Hormone therapy for drenching hot flashes may be useful but long-term use is not warranted, doctors say. (Damian Dovarganes/Associated Press)
Hormone therapy is not recommended to prevent heart disease and other chronic illnesses, but it may be appropriate to relieve hot flashes and other menopausal symptoms in the short term for some women, a large 13-year followup study suggests.
The pendulum has swung widely in prescribing hormone therapy. Initially, it was used to manage menopausal symptoms and then in 1980s and 1990s it was prescribed for bone health and to prevent heart disease and Alzheimer's disease.
Prescriptions for HRT started to decline after 2002 after the landmark Women's Health Initiative (WHI) showed combined estrogen and progestin therapy increased women's risk of breast cancer, heart disease and stroke compared with taking a placebo. Now a followup study, published in Tuesday's issue of JAMA, reaffirms those findings and clearly makes a distinction about short-term use of hormone therapy in early menopause.
"Hormone therapy really should not be used for the express purpose of chronic disease prevention, but that it is appropriate for many women in early menopause who have moderate to severe menopausal symptoms," said study author Dr. JoAnn Manson, an endocrinologist at Brigham and Women's Hospital in Boston.
Manson said short-term use is generally five years and women tend to enter early menopause in their 50s.
While short-term use of hormone therapy may be useful to treat hot flashes, night sweats and other menopausal symptoms that harm quality of life, long-term use for chronic disease prevention "is not warranted," Dr. Elizabeth Nadel, of Brigham and Women's Hospital in Boston, said in a journal editorial published with the study.
The extended followup study looked at 27,347 postmenopausal women, ages 50 through 79 years, who were enrolled throughout the U.S. in 1993.
About 8,000 women with a uterus received conjugated equine estrogens (CEE) plus medroxyprogesterone acetate (MPA) and an equal number received placebos. Another 5,300 women with prior hysterectomy received CEE alone and about an equal number had placebo.

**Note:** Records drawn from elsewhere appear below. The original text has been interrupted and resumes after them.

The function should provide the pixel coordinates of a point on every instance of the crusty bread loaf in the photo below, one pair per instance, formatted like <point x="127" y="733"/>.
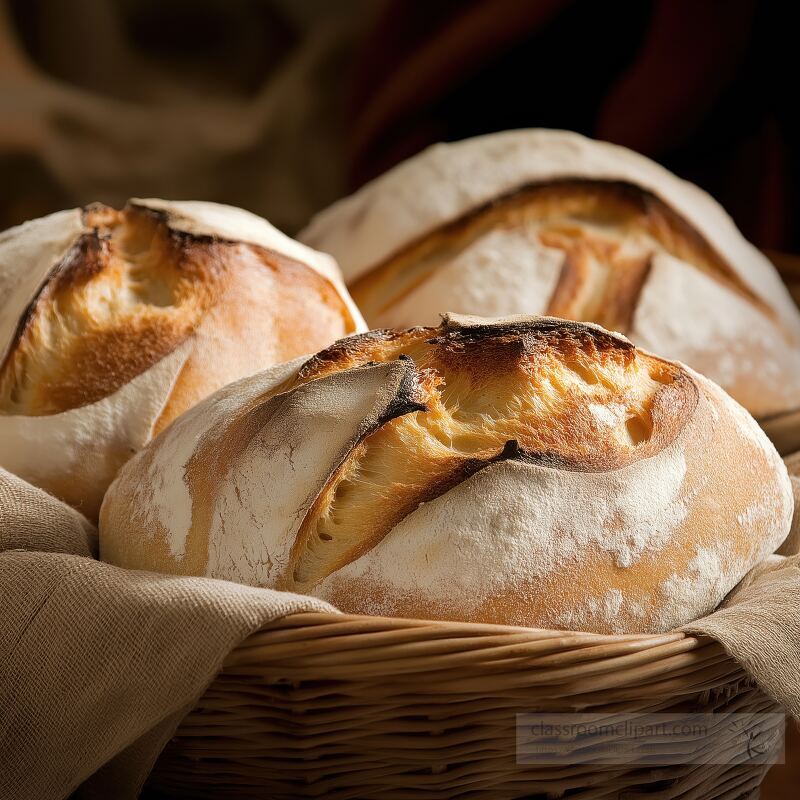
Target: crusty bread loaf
<point x="548" y="222"/>
<point x="112" y="323"/>
<point x="530" y="471"/>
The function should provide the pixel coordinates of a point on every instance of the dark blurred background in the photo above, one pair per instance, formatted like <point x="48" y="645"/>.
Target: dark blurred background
<point x="281" y="106"/>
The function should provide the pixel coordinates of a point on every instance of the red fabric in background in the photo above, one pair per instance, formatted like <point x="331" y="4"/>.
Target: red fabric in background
<point x="707" y="89"/>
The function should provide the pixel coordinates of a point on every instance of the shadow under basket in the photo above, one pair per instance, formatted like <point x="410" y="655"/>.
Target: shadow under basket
<point x="342" y="706"/>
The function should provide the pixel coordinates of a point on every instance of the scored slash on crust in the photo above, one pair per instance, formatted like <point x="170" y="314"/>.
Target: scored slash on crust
<point x="475" y="394"/>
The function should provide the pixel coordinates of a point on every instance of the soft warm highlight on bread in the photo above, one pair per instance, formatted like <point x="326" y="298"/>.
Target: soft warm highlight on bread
<point x="573" y="397"/>
<point x="128" y="294"/>
<point x="525" y="470"/>
<point x="607" y="230"/>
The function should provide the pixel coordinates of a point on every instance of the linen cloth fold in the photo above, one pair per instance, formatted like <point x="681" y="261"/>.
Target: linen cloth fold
<point x="99" y="665"/>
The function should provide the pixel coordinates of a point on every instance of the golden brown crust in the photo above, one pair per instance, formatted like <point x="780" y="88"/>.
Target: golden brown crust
<point x="132" y="290"/>
<point x="518" y="391"/>
<point x="616" y="210"/>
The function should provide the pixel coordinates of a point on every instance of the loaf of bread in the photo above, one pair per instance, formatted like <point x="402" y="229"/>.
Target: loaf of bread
<point x="530" y="471"/>
<point x="112" y="323"/>
<point x="548" y="222"/>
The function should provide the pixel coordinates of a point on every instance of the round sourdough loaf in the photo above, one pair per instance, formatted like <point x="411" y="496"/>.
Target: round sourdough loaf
<point x="530" y="471"/>
<point x="112" y="323"/>
<point x="549" y="222"/>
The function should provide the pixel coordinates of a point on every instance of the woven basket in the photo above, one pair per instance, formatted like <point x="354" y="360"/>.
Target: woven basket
<point x="340" y="706"/>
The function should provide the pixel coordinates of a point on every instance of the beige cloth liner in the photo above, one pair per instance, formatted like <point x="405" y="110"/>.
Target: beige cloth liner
<point x="99" y="665"/>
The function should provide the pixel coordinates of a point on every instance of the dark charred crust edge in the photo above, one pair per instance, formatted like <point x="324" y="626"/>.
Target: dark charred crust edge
<point x="343" y="349"/>
<point x="87" y="248"/>
<point x="470" y="332"/>
<point x="633" y="193"/>
<point x="643" y="198"/>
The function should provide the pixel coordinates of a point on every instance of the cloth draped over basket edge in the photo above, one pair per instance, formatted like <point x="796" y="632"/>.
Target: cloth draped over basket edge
<point x="99" y="665"/>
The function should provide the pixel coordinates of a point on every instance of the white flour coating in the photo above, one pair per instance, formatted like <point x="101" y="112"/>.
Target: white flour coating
<point x="608" y="609"/>
<point x="273" y="483"/>
<point x="696" y="591"/>
<point x="448" y="180"/>
<point x="74" y="468"/>
<point x="685" y="315"/>
<point x="523" y="273"/>
<point x="201" y="218"/>
<point x="164" y="496"/>
<point x="539" y="519"/>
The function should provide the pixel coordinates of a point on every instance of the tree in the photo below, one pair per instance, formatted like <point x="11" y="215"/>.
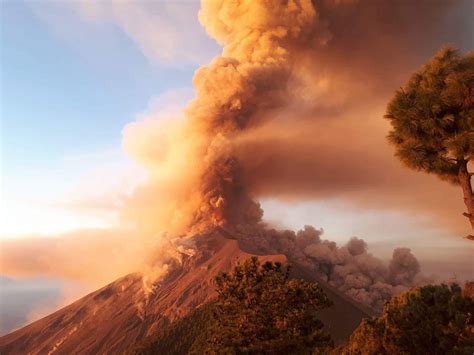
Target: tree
<point x="260" y="310"/>
<point x="434" y="319"/>
<point x="432" y="120"/>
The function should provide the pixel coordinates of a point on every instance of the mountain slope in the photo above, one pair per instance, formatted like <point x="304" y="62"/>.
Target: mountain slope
<point x="121" y="314"/>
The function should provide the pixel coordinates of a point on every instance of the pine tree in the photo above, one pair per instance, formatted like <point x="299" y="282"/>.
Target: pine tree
<point x="433" y="319"/>
<point x="432" y="120"/>
<point x="260" y="310"/>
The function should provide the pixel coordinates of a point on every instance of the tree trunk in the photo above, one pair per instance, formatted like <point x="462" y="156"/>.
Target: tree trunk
<point x="465" y="182"/>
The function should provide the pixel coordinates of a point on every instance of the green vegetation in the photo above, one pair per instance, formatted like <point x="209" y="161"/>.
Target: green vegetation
<point x="426" y="320"/>
<point x="432" y="120"/>
<point x="260" y="310"/>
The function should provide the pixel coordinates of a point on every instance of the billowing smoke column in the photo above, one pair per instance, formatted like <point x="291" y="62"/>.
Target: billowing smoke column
<point x="239" y="138"/>
<point x="251" y="75"/>
<point x="350" y="268"/>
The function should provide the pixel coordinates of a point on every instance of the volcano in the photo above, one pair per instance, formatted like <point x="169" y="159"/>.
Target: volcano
<point x="116" y="317"/>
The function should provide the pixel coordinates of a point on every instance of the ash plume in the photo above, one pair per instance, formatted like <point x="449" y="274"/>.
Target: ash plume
<point x="349" y="268"/>
<point x="292" y="109"/>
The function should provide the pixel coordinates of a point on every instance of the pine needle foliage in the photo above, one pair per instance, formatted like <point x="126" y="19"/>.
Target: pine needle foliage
<point x="432" y="116"/>
<point x="434" y="319"/>
<point x="260" y="310"/>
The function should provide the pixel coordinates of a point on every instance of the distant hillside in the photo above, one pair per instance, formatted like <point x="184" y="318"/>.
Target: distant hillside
<point x="121" y="314"/>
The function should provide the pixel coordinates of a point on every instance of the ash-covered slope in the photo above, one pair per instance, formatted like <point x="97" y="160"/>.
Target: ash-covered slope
<point x="121" y="314"/>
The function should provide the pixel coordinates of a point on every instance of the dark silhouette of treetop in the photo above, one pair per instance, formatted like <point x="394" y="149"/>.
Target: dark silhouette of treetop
<point x="260" y="310"/>
<point x="432" y="120"/>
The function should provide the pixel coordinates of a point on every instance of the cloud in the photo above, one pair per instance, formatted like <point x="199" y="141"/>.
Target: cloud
<point x="166" y="32"/>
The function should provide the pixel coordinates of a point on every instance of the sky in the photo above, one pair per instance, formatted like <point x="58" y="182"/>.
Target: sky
<point x="74" y="74"/>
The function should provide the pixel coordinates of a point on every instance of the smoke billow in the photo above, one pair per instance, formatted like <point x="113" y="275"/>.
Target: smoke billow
<point x="292" y="108"/>
<point x="349" y="268"/>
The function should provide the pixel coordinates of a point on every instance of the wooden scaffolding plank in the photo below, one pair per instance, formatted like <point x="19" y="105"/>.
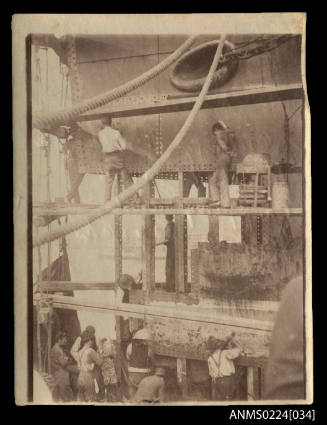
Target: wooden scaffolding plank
<point x="118" y="271"/>
<point x="174" y="211"/>
<point x="196" y="314"/>
<point x="64" y="286"/>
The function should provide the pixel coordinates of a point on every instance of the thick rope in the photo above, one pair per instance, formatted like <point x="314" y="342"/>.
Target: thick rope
<point x="146" y="177"/>
<point x="64" y="116"/>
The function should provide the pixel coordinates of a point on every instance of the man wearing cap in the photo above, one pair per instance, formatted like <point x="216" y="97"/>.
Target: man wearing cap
<point x="75" y="352"/>
<point x="59" y="362"/>
<point x="169" y="241"/>
<point x="152" y="388"/>
<point x="218" y="181"/>
<point x="221" y="367"/>
<point x="114" y="146"/>
<point x="140" y="359"/>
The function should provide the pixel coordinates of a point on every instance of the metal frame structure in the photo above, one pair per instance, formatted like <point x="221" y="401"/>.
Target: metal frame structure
<point x="180" y="207"/>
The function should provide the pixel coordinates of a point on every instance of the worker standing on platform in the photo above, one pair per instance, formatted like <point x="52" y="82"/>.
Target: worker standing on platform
<point x="169" y="241"/>
<point x="218" y="181"/>
<point x="140" y="357"/>
<point x="221" y="367"/>
<point x="114" y="147"/>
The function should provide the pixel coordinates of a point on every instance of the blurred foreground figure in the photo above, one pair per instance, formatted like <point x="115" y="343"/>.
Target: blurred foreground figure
<point x="285" y="374"/>
<point x="151" y="389"/>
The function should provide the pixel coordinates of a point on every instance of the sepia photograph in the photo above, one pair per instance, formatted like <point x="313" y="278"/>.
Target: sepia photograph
<point x="162" y="210"/>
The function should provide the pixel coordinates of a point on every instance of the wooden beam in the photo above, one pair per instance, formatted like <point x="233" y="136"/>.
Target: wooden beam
<point x="63" y="286"/>
<point x="175" y="104"/>
<point x="180" y="240"/>
<point x="148" y="243"/>
<point x="182" y="375"/>
<point x="191" y="314"/>
<point x="174" y="211"/>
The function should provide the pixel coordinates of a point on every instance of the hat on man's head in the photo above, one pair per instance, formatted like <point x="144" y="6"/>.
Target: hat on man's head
<point x="90" y="329"/>
<point x="214" y="343"/>
<point x="160" y="371"/>
<point x="126" y="281"/>
<point x="143" y="334"/>
<point x="219" y="125"/>
<point x="86" y="336"/>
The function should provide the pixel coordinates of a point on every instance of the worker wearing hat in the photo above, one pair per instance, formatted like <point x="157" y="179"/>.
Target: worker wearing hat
<point x="218" y="181"/>
<point x="169" y="241"/>
<point x="140" y="359"/>
<point x="221" y="366"/>
<point x="75" y="352"/>
<point x="152" y="388"/>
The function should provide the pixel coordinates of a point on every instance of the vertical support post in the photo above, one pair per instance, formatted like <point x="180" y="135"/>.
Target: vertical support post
<point x="182" y="375"/>
<point x="252" y="379"/>
<point x="49" y="326"/>
<point x="181" y="258"/>
<point x="269" y="184"/>
<point x="256" y="184"/>
<point x="38" y="339"/>
<point x="118" y="272"/>
<point x="148" y="243"/>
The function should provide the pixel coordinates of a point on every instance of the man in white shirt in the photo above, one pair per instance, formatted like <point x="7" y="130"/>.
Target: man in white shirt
<point x="222" y="369"/>
<point x="74" y="351"/>
<point x="113" y="146"/>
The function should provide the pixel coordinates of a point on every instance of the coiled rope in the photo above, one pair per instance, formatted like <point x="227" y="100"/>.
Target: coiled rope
<point x="64" y="116"/>
<point x="146" y="177"/>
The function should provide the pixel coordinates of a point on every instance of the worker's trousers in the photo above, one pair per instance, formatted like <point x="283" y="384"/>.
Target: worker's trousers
<point x="218" y="182"/>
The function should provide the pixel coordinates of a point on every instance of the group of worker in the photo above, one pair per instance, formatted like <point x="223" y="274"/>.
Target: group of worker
<point x="88" y="372"/>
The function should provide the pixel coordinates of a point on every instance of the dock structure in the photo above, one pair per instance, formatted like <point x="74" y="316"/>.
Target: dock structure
<point x="183" y="308"/>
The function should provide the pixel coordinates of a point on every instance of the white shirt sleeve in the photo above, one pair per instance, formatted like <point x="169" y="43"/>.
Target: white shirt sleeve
<point x="232" y="353"/>
<point x="212" y="368"/>
<point x="129" y="351"/>
<point x="75" y="349"/>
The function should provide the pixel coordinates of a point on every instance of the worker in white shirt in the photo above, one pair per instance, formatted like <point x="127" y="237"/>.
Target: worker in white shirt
<point x="140" y="356"/>
<point x="113" y="147"/>
<point x="75" y="352"/>
<point x="221" y="367"/>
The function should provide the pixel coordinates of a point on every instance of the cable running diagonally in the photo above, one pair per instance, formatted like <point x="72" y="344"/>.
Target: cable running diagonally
<point x="64" y="116"/>
<point x="150" y="174"/>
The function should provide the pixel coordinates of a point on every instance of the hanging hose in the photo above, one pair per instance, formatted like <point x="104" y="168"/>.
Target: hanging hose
<point x="65" y="116"/>
<point x="149" y="175"/>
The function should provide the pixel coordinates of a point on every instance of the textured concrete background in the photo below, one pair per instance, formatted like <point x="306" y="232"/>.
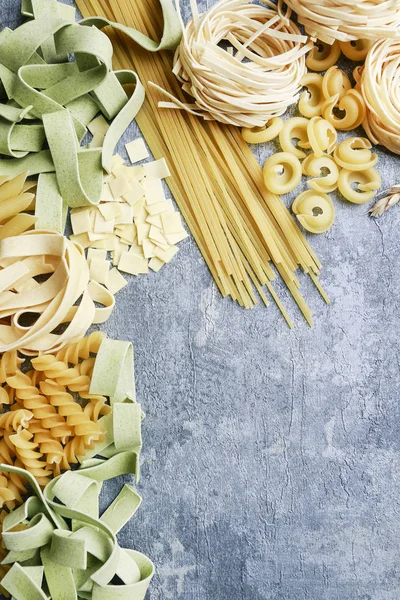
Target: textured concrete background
<point x="271" y="457"/>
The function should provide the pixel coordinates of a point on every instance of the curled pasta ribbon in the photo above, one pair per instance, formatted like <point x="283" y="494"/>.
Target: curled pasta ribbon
<point x="347" y="20"/>
<point x="49" y="303"/>
<point x="368" y="182"/>
<point x="354" y="154"/>
<point x="260" y="135"/>
<point x="282" y="173"/>
<point x="295" y="128"/>
<point x="356" y="50"/>
<point x="352" y="104"/>
<point x="335" y="83"/>
<point x="322" y="136"/>
<point x="311" y="102"/>
<point x="250" y="86"/>
<point x="378" y="85"/>
<point x="314" y="165"/>
<point x="323" y="56"/>
<point x="314" y="210"/>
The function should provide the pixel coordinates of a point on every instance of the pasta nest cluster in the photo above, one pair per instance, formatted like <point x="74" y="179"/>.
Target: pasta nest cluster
<point x="255" y="79"/>
<point x="379" y="84"/>
<point x="43" y="428"/>
<point x="346" y="20"/>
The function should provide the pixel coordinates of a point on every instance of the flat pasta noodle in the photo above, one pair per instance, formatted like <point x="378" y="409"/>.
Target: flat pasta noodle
<point x="345" y="20"/>
<point x="226" y="89"/>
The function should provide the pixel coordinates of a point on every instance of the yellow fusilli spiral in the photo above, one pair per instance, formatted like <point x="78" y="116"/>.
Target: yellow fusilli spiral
<point x="76" y="418"/>
<point x="38" y="404"/>
<point x="59" y="370"/>
<point x="82" y="349"/>
<point x="29" y="455"/>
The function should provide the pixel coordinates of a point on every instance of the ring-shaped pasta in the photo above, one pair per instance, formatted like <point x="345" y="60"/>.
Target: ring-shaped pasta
<point x="354" y="107"/>
<point x="311" y="101"/>
<point x="260" y="135"/>
<point x="322" y="56"/>
<point x="354" y="154"/>
<point x="322" y="136"/>
<point x="295" y="128"/>
<point x="282" y="173"/>
<point x="314" y="210"/>
<point x="356" y="50"/>
<point x="335" y="82"/>
<point x="314" y="166"/>
<point x="368" y="182"/>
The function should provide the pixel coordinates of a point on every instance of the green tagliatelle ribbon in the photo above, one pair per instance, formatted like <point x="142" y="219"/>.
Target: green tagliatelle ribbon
<point x="68" y="544"/>
<point x="51" y="99"/>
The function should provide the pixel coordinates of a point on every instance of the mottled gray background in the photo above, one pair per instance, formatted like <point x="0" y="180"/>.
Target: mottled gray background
<point x="271" y="457"/>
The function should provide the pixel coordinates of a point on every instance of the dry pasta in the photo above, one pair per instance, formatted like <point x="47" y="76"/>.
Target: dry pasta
<point x="354" y="154"/>
<point x="295" y="128"/>
<point x="352" y="103"/>
<point x="368" y="182"/>
<point x="378" y="85"/>
<point x="323" y="56"/>
<point x="346" y="20"/>
<point x="314" y="210"/>
<point x="282" y="173"/>
<point x="260" y="135"/>
<point x="226" y="88"/>
<point x="216" y="181"/>
<point x="311" y="101"/>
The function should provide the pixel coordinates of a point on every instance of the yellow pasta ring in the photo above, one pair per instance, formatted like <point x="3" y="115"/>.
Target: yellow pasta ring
<point x="321" y="135"/>
<point x="369" y="181"/>
<point x="294" y="128"/>
<point x="354" y="154"/>
<point x="260" y="135"/>
<point x="322" y="56"/>
<point x="282" y="173"/>
<point x="314" y="168"/>
<point x="311" y="101"/>
<point x="356" y="50"/>
<point x="314" y="210"/>
<point x="335" y="81"/>
<point x="352" y="104"/>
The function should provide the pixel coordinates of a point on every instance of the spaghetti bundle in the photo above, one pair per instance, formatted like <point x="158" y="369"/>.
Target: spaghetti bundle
<point x="346" y="20"/>
<point x="379" y="84"/>
<point x="239" y="227"/>
<point x="256" y="80"/>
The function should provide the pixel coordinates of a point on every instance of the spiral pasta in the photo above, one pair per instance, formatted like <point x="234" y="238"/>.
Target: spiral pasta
<point x="347" y="20"/>
<point x="378" y="85"/>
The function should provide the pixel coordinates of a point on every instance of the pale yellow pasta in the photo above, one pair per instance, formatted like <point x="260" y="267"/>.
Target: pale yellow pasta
<point x="323" y="56"/>
<point x="356" y="50"/>
<point x="260" y="135"/>
<point x="314" y="210"/>
<point x="322" y="136"/>
<point x="354" y="154"/>
<point x="311" y="101"/>
<point x="352" y="104"/>
<point x="295" y="128"/>
<point x="335" y="83"/>
<point x="30" y="456"/>
<point x="368" y="182"/>
<point x="282" y="173"/>
<point x="314" y="166"/>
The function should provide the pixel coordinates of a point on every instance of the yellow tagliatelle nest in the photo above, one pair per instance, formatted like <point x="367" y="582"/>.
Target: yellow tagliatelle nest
<point x="42" y="275"/>
<point x="347" y="20"/>
<point x="255" y="79"/>
<point x="379" y="85"/>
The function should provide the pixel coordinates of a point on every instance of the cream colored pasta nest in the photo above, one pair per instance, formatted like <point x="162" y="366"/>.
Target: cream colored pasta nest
<point x="347" y="20"/>
<point x="379" y="84"/>
<point x="251" y="81"/>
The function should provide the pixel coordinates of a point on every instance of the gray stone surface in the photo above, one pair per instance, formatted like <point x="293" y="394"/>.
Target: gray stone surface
<point x="271" y="457"/>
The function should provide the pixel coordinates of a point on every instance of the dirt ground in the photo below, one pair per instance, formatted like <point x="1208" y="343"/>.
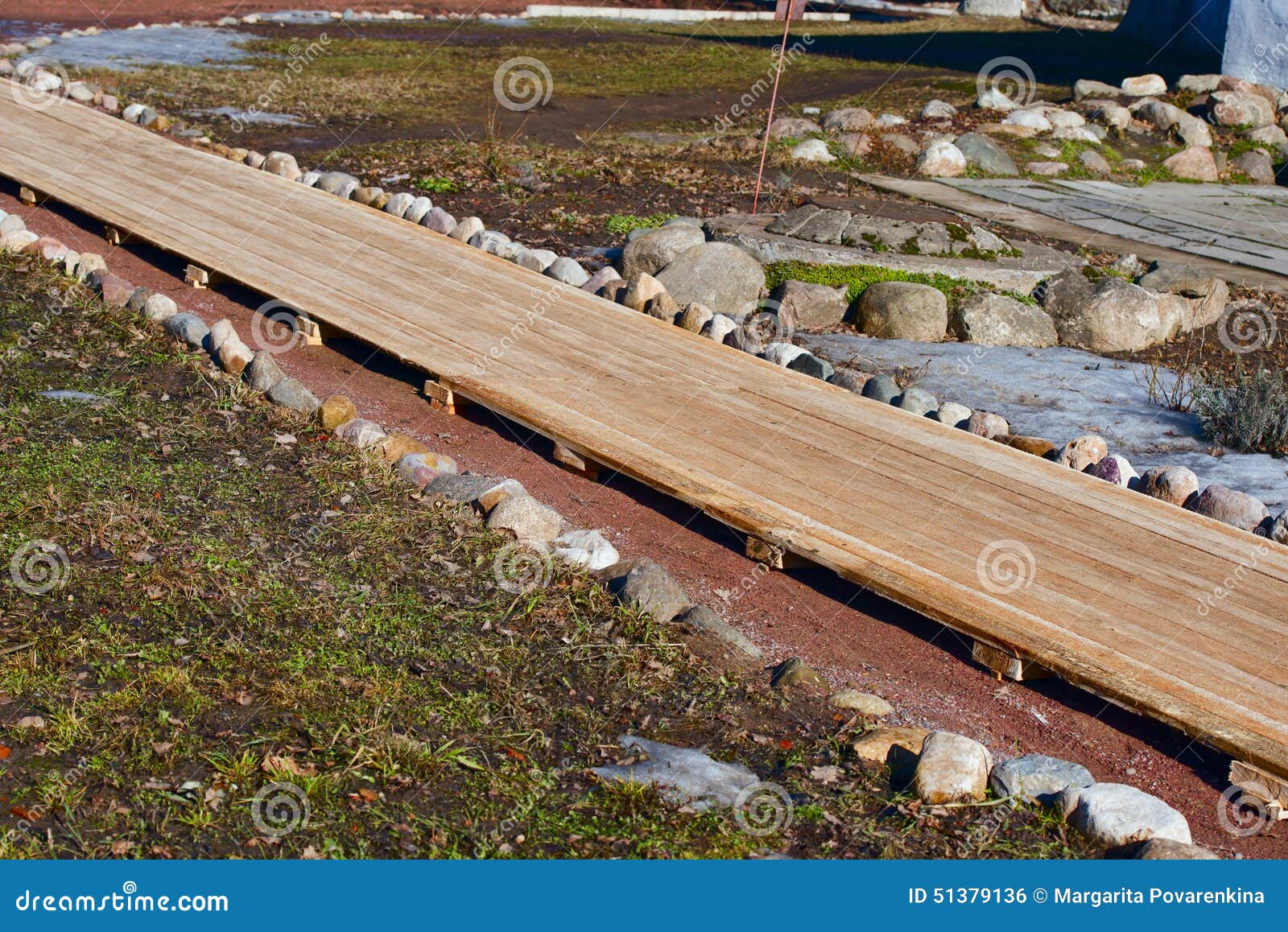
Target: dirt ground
<point x="81" y="13"/>
<point x="849" y="635"/>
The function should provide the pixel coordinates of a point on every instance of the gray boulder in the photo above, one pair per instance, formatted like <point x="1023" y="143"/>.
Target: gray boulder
<point x="682" y="775"/>
<point x="1229" y="506"/>
<point x="706" y="620"/>
<point x="527" y="519"/>
<point x="1000" y="321"/>
<point x="848" y="120"/>
<point x="188" y="328"/>
<point x="1116" y="814"/>
<point x="1175" y="485"/>
<point x="811" y="307"/>
<point x="263" y="371"/>
<point x="648" y="588"/>
<point x="985" y="155"/>
<point x="339" y="183"/>
<point x="811" y="366"/>
<point x="1167" y="850"/>
<point x="656" y="249"/>
<point x="903" y="311"/>
<point x="881" y="389"/>
<point x="1037" y="777"/>
<point x="567" y="270"/>
<point x="294" y="394"/>
<point x="916" y="401"/>
<point x="464" y="487"/>
<point x="849" y="380"/>
<point x="1120" y="317"/>
<point x="719" y="276"/>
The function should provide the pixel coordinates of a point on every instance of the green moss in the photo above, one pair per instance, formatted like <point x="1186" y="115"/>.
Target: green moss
<point x="621" y="225"/>
<point x="858" y="278"/>
<point x="437" y="186"/>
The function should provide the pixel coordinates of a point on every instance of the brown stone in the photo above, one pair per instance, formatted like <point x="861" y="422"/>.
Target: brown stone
<point x="795" y="672"/>
<point x="397" y="446"/>
<point x="1030" y="444"/>
<point x="335" y="411"/>
<point x="1084" y="451"/>
<point x="897" y="748"/>
<point x="115" y="290"/>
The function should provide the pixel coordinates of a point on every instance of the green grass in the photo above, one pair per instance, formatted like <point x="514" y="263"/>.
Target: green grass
<point x="240" y="610"/>
<point x="621" y="225"/>
<point x="857" y="278"/>
<point x="437" y="186"/>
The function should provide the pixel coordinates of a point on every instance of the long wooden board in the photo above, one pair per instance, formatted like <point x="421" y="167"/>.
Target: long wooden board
<point x="1152" y="607"/>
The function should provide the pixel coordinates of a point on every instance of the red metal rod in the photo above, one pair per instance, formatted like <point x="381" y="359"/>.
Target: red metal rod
<point x="773" y="98"/>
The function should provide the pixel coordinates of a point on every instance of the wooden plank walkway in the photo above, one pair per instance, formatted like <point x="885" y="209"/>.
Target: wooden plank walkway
<point x="1152" y="607"/>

In the combination group, risks were increased for coronary heart disease, breast cancer, stroke, pulmonary embolism, dementia (in women 65 years of age and older), gallbladder disease, and urinary incontinence.
Benefits included decreased hip fractures, diabetes, and vasomotor symptoms like hot flashes.
Risks and benefits were more balanced in the estrogen only group, Nadel said.
Increased risks of stroke and blood clots remains a concern for both groups, Manson said.
The re-emphasis of the study is useful for women who have received a mixed message, said Dr. Jerilynn Prior, a professor of epidemiology at the University of British Columbia.
Prior said there's a cultural concept about menopausal women being ridden with risks for disease and estrogen deficiency.
"Despite the fact that we have evidence that says hormone therapy doesn't prevent disease, the cultural concept has not changed," Prior said.
Menopausal women, a year past their last flow, who are waking night after night with hot flashes will be persuaded to take oral estrogen therapy with the hope it will prevent heart disease and osteoporosis, Prior said. But the new data confirms oral estrogen-based hormonal therapies carry small but real increased risks for stroke, blood clots, breast cancer, gall bladder disease, early dementia and incontinence, Prior said.
Prior suggested a lifestyle prevention package for hot flashes that includes:
- Stopping smoking cigarettes. (if relevant)
- Practicising relaxation or yoga breathing.
- Getting regular exercise.
- Eating a balanced diet.
Prior's own research at the Centre for Menstrual Cycle and Ovulation Research is looking at progesterone only therapy.
Doris Hopkirk, 69, of Mt. Pearl, N.L., took hormone therapy for 21 years after a hysterectomy. She says hot flashes and other menopausal symptoms were relieved, but it took a long time to wean herself off HRT.
The WHI study is funded by the U.S. National Heart, Lung, and Blood Institute. Wyeth-Ayerst donated the study drugs.